Cronaca

Rosario Padovano in aula bunker: “Ho ammazzato Nino, perchè voleva uccidere me e i miei”

LECCE   “Amavo Nino. L’ho ucciso perchè altrimenti lui avrebbe fatto fuori me e i miei genitori”. Per oltre 6 ore è andato avanti, nell’aula bunker del carcere di Borgo San Nicola, l’ascolto di Rosario Padovano, mandante reo confesso del”omicidio del fratello Salvatore Padovano, alias ‘Nino Bomba’.

Un delitto che sarebbe stato organizzato solo da lui e dal killer reo confesso e collaboratore di giustizia Carmelo Mendolia.

L’unico a sapere e a non aver fatto nulla per impedire che accadesse, secondo quanto sostenuto dal presunto boss, sarebbe stato il Procuratore Cataldo Motta.

Gli altri imputati nel processo sarebbero stati ignari di quanto stava per succedere. In un colpo solo, Padovano ha cercato di scagionarli tutti.

Ha confessato per la prima volta l’omicidio di Nenè Greco, consumato il 13 agosto del ’90, per presunte questioni legate al traffico della droga.

Secondo l’accusa, infatti, Greco sarebbe stato assassinato perchè aveva iniziato a spacciare da cane sciolto nel territorio gallipolino. “Nessuna droga – ha detto Padovano – Nino voleva farlo fuori per questioni personali e chiese a me di organizzare l’omicidio”. Ad ucciderlo sono stati Carmelo Mendolia e Antonio Perrone (che però dai primi accertamenti sembrerebbe fosse in carcere al momento dell’omicidio).

L’imputato numero uno nel processo ha fornito una versione tutta nuova dei fatti, mai emersa fino a questo momento. Ha parlato a lungo dell’omicidio del fratello. A determinare gli screzi tra i due, sarebbe stato l’odio viscerale che all’epoca Salvatore Padovano covava nei confronti dei genitori. Erano stati loro a comunicargli, mentre era in carcere, l’adulterio della moglie, Anna Reali.

Una cosa che Nino Bomba non avrebbe mai accettato. “Una donna che tradisce deve essere punita, deve essere uccisa e lui non avrebbe mai voluto farlo”. Per questo si era convinto che fossero stati i nostri genitori ad organizzare tutto per mettere in cattiva luce, ai suoi occhi, la sua donna. “Aveva intenzione di ammazzarli. Io lo sapevo. Per questo decisi di rivolgermi ai Carabinieri di Gallipoli prima e alla Direzione Nazionale Antimafia, poi”.

Padovano ha spiegato che avrebbe chiesto aiuto alle forze dell’ordine, perchè mai sarebbe voluto arrivare a ciò che poi si è verificato. A metterlo in contatto con i militari dell’Arma prima, e con la DNA poi, sarebbe stato l’allora suo legale, Flavio Fasano.
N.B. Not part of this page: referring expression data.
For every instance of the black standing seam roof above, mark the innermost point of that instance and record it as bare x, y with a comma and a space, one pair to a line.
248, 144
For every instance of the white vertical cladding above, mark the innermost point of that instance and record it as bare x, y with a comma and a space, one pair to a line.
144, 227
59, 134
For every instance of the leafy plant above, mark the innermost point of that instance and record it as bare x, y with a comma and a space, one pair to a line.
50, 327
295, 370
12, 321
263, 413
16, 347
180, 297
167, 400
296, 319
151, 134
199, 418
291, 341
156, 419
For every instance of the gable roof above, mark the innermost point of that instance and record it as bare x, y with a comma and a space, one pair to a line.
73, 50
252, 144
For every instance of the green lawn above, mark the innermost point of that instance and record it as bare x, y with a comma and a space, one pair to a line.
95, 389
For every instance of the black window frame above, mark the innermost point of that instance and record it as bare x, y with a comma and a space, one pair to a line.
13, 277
“Tra noi c’era un rapporto confidenziale. E’ stato il mio Avvocato tra il 2005 e il 2009”. Vedendo però che nessuno aveva intenzione di intervenire, avrebbe deciso di fare a modo suo. “Il diavolo ci mise la coda – ha dichiarato Padovano – quando nell’estate del 2009 venne a fare le vacanze a Gallipoli, Mendolia. Quando lo vidi decisi che era il momento di agire”.
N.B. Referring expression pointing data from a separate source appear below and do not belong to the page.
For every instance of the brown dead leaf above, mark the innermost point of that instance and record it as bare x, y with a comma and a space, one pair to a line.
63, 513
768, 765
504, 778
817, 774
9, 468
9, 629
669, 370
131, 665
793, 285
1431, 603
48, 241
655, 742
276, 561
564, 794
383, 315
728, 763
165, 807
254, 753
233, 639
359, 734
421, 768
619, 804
Il resto è cronaca nota. Nessun altro lo avrebbe aiutato. L’unico altro responsabile, secondo Padovano sarebbe stato proprio Motta. “Davanti a questo Tribunale rispondo io. Davanti a quello divino risponderà anche lui di ciò che è successo”.
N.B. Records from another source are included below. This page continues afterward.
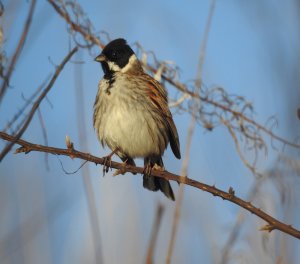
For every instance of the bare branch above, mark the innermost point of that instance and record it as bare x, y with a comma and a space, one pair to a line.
17, 53
37, 103
154, 233
230, 196
189, 138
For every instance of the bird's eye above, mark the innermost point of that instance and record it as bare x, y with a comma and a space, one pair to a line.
114, 54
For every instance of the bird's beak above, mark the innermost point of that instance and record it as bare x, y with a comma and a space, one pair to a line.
100, 58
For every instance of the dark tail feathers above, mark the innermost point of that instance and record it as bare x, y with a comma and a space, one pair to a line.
154, 184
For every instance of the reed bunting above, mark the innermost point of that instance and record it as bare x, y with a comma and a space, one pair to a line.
131, 114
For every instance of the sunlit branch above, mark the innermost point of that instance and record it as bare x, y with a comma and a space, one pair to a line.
272, 223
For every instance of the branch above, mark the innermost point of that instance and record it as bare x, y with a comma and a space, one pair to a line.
272, 223
238, 115
17, 52
36, 104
Le immagini tipicamente cattoliche sono state rievocate continuamente nel corso del lungo ascolto: “Con l’omicidio di Nino son passato da vittima a carnefice, da Abele e Caino”. E poi ancora. “I miei nipoti? Anime di Dio. Mai avrei voluto fargli del male. Li amo, anche se mi sono guadagnato il loro odio”.

Avrebbe però voluto uccidere la cognata Anna Reali. Intenzione mai realizzata. Padovano ha anche negato il presunto progetto di assassinare il Sen. Vincenzo Barba.Era un cancro di Gallipoli perchè aveva molti soldi e non li investiva nella città, ma non ho mai pensato di farlo fuori”. Infine, ha negato di essere un boss. Dopo il mio ritorno a Gallipoli non ho cercato di ricreare alcuna organizzazione mafiosa.